Blog for the course offered at Teachers College, Columbia University during Fall 2005

Saturday, October 08, 2005

On Comments

You get what you pay for. One disadvantage of working with free blogging services like Blogger is that there is no way to subscribe to the comments (only authors can be notified by email when there is a new comment, a feature which I urge you to activate if you haven't already).

Having to check each blog to see if there have been any new comments sort of defeats the purpose of RSS aggregators, but unless I force everyone to use a service that allows people to subscribe to an RSS feed for comments (such as Anthony and Michael's blogs), we are stuck.

But there are a couple of things we CAN do. One option is to provide a link at the end of your post to a Quicktopic, a service that lets users subscribe to comment feeds. That's the way Boing Boing used to do it in the old days. Another (better) option is simply to bring back the discussion to your blog, which we are all subscribed to (that's why bloggers spend alot of time blogging about what other bloggers have said, instead of just leaving their thought in the comments section).

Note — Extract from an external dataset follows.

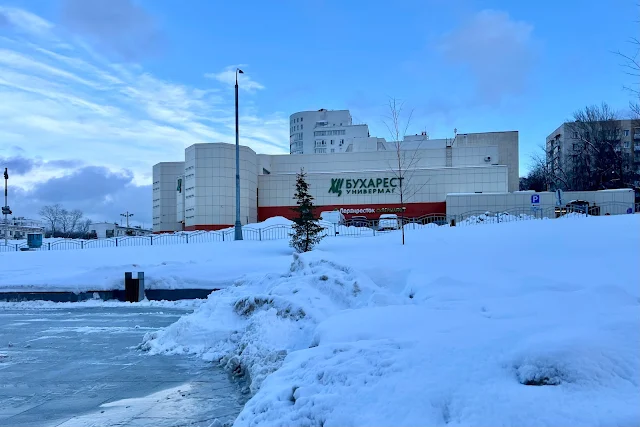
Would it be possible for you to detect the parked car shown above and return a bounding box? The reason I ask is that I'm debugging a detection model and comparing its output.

For example, my next post will be a review of some of your IE project proposals. Instead of leaving my comments on individual blogs, I thought that this is something all of you would benefit from seeing, so I am blogging it (you could choose to blog a collective review of various proposals, as well).

Sometimes it's appropriate to leave a comment for the author of a post, knowing that they will be notified by email. But when you want to make sure that the rest of the class reads your comment, consider 'kicking it up a notch' and posting it on your own blog!

(It's still a good idea to check the comments on people's blogs once in a while. There are some hidden gems there!)